Myokarditis nach COVID-19-Impfung: Viel bessere Prognose als nach Virusmyokarditis
Myokarditis ist nicht gleich Myokarditis – das zeigen neue Daten aus Hongkong: Das Sterberisiko nach impfassoziierten Myokarditiden war nämlich um ein vielfaches geringer als nach viralbedingten Herzmuskelentzündungen. Das ist beruhigend, wenngleich sich über die Vergleichsgruppe streiten lässt.
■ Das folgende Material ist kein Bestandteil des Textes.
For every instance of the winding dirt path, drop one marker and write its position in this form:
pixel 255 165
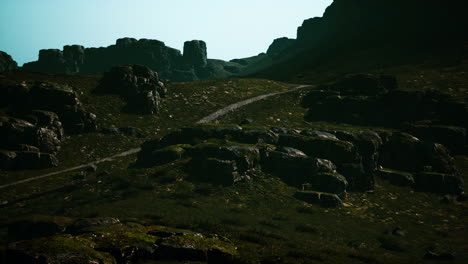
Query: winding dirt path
pixel 207 119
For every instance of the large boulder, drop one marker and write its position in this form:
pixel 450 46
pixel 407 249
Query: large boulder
pixel 138 84
pixel 16 132
pixel 296 168
pixel 438 183
pixel 361 176
pixel 74 56
pixel 279 45
pixel 195 53
pixel 245 158
pixel 7 63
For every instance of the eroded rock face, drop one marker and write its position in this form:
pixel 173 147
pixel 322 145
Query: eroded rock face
pixel 195 53
pixel 321 161
pixel 108 241
pixel 279 45
pixel 7 63
pixel 139 85
pixel 33 127
pixel 375 100
pixel 170 63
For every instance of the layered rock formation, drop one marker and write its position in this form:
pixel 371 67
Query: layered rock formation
pixel 168 62
pixel 110 241
pixel 322 164
pixel 279 45
pixel 369 32
pixel 137 84
pixel 365 99
pixel 7 63
pixel 33 124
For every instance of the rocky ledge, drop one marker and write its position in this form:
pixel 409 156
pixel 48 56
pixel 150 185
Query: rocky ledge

Mit schwerwiegenden kardialen Komplikationen ist nach impfassoziierten Myokarditiden offenbar im kommenden halben Jahr nicht zu rechnen. In einer retrospektiven Kohortenstudie aus Hongkong war das Sterberisiko nach solchen Herzmuskelentzündungen sehr gering – und zwar um ein Vielfaches geringer als nach viralbedingten Myokarditiden.
Angesichts dieser Zahlen ist den Autoren zufolge von einer günstigen Prognose nach impfassoziierten Myokarditiden auszugehen: „Die Prognose nach einer solchen iatrogenen Gegebenheit könnte weniger schwerwiegend sein als nach einer auf natürlicheweise erworbenen Virusinfektion-bedingten Myokarditis“, schreiben Dr. Francisco Tsz Tsun Lai und Kollegen in der Publikation im JACC.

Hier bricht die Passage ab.